La situación se agravó aún más cuando, semanas más tarde, un comando bolivariano secuestró al secretario general de la OEA, Luis Almagro, quien se encontraba en Managua en una gira de trabajo. Con la complicidad del gobierno de Daniel Ortega, los agentes venezolanos se llevaron a Almagro a Caracas, donde fue primero torturado y luego ahorcado en una palmera del jardín del Palacio de Miraflores, sede de la presidencia de Venezuela. Maduro asistió al ajusticiamiento del excanciller uruguayo, llevado a cabo en medio de aplausos y vítores oficialistas, y gruesos insultos y abucheos al ahorcado.
Este episodio promovió una reunión urgente de la OEA, en la que por mayoría se aprobó una dura condena al “régimen dictatorial y sangriento de Nicolás Maduro” agregando el anuncio de posibles medidas de fuerza por parte de los países miembros con el fin de neutralizar la grave crisis.
Votaron en contra Bolivia, Ecuador y Nicaragua, y volvió a abstenerse Uruguay, cuyo canciller expresó en sala que “no hay que precipitarse, conviene en cambio mantener un calmo equilibrio, y más allá de la tragedia humana que significa la muerte de mi predecesor, el excanciller Luis Almagro, la situación debe apreciarse de manera constructiva, llamando a las partes enfrentadas a dialogar civilizadamente en la búsqueda de una solución consensuada que respete los derechos de todos”.
En los meses siguientes, los enfrentamientos continuaron, y la cifra de muertos en las manifestaciones callejeras superó el millar de víctimas.
En ese contexto se lleva a cabo en estos días la cumbre del Mercosur en Brasilia, sin lograrse el apoyo uruguayo para una declaración fuerte y tajante contra el régimen venezolano.
Como se dijo al principio, el presidente Temer, disgustado, pasó el encuentro a cuarto intermedio, esperando que mañana se pueda obtener el consenso.
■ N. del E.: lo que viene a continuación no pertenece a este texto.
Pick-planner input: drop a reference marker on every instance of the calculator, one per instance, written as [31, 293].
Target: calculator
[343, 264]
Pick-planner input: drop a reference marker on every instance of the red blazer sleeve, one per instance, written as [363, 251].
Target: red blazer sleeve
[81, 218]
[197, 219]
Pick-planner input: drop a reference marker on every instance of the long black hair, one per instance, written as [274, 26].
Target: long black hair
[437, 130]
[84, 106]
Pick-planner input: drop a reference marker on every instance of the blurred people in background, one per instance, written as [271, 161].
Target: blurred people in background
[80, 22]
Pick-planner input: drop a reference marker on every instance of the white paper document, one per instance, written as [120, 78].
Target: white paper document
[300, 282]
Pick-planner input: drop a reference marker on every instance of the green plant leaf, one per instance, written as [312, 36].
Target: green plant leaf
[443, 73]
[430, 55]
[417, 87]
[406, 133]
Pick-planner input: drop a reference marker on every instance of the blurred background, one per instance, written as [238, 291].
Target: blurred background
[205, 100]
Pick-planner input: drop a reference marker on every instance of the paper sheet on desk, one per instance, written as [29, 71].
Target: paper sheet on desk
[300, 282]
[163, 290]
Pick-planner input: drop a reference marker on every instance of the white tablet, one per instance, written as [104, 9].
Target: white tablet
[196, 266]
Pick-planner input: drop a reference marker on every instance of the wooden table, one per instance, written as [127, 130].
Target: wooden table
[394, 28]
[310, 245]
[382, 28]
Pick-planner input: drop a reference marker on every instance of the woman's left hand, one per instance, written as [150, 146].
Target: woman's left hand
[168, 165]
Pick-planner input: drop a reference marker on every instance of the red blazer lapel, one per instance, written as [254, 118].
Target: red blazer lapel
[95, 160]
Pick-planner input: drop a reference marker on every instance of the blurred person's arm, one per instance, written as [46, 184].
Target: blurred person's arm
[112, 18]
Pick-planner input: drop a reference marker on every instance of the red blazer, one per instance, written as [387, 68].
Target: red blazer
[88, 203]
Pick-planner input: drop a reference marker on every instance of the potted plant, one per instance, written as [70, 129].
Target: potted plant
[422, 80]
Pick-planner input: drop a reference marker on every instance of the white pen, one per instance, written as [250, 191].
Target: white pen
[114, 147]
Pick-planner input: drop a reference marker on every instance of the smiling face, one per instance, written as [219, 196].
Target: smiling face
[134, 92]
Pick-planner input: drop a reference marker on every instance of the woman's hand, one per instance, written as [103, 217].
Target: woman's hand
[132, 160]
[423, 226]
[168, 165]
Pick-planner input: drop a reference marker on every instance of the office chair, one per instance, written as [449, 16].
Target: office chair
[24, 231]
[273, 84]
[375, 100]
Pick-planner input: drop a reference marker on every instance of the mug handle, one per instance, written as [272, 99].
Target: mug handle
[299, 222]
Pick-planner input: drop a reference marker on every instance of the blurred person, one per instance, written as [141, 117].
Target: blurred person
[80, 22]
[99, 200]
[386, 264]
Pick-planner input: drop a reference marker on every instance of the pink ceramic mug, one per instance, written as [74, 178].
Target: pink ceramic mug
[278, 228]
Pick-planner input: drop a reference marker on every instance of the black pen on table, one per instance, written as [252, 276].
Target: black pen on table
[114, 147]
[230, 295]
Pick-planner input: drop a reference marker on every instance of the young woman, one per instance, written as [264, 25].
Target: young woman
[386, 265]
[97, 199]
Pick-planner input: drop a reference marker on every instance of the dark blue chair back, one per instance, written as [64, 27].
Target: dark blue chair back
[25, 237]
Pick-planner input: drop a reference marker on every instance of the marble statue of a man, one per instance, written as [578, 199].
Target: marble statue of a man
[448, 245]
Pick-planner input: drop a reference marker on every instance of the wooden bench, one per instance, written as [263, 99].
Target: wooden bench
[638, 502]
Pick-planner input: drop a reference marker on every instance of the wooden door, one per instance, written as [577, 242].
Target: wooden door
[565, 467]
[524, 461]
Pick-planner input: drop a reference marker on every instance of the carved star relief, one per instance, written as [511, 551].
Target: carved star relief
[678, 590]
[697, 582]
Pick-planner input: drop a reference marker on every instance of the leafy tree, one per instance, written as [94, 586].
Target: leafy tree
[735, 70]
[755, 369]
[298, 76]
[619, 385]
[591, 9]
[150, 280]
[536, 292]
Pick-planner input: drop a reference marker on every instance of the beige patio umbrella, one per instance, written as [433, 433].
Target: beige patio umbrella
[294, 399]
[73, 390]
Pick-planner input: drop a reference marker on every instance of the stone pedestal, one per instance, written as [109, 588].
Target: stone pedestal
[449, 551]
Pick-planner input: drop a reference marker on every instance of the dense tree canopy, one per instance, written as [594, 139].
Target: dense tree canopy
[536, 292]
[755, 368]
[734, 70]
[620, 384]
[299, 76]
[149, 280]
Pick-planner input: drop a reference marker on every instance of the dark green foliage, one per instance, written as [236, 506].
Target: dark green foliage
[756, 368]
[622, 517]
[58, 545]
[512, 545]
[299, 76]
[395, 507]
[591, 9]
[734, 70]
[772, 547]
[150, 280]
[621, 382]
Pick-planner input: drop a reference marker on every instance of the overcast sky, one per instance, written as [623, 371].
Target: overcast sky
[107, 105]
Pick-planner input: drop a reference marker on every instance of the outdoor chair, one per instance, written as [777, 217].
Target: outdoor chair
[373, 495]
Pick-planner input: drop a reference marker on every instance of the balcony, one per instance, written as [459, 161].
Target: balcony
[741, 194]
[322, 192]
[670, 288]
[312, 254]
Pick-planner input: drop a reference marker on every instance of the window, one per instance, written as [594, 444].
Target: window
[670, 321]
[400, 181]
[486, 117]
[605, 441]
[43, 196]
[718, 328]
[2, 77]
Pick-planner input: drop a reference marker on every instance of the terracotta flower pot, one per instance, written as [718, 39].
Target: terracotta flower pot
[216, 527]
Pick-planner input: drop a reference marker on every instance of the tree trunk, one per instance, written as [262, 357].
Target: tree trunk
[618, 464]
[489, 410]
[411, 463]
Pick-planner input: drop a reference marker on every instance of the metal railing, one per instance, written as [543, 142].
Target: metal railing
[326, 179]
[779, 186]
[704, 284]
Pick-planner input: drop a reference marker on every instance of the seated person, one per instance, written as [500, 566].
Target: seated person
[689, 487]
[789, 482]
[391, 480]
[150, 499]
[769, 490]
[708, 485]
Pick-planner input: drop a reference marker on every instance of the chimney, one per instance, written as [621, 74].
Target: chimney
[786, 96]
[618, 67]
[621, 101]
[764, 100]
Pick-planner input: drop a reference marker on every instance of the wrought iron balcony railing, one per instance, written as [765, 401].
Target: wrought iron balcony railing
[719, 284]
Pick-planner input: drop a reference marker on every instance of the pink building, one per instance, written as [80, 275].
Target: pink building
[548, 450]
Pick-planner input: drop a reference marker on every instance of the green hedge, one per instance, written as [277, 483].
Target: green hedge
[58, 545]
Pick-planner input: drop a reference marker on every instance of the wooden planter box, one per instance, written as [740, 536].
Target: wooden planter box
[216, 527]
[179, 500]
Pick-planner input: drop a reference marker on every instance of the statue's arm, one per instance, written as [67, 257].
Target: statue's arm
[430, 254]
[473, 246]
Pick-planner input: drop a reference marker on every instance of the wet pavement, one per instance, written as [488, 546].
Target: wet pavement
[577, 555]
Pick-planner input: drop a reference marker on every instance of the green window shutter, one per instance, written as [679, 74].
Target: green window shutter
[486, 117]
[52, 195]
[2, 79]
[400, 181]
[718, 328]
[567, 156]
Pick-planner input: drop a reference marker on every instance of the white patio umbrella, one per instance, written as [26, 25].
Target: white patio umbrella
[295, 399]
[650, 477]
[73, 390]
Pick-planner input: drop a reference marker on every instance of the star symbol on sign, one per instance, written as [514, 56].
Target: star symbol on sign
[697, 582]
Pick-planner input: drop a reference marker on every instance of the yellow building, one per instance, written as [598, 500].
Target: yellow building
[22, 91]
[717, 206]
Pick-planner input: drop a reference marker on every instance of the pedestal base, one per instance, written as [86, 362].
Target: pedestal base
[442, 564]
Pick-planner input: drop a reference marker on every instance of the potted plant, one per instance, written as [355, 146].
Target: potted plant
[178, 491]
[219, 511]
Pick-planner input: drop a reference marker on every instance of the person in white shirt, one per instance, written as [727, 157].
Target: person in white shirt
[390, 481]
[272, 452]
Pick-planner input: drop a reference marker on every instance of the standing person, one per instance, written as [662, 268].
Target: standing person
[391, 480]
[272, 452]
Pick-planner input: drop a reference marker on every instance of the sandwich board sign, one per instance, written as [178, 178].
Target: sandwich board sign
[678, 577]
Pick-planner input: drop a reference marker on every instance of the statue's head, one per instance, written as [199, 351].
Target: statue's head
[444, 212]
Al retirarse de sala, algunos periodistas lo escucharon dialogar informalmente con el presidente Tabaré Vázquez, preguntándole cuál era el motivo que lo llevaba a rechazar la moción de condena.
—Son varios —dicen que contestó el presidente uruguayo—. Y lo mejor que podemos hacer ahora es ventilar la sala para que entre aire fresco —agregó, desconcertando aún más a su colega brasileño.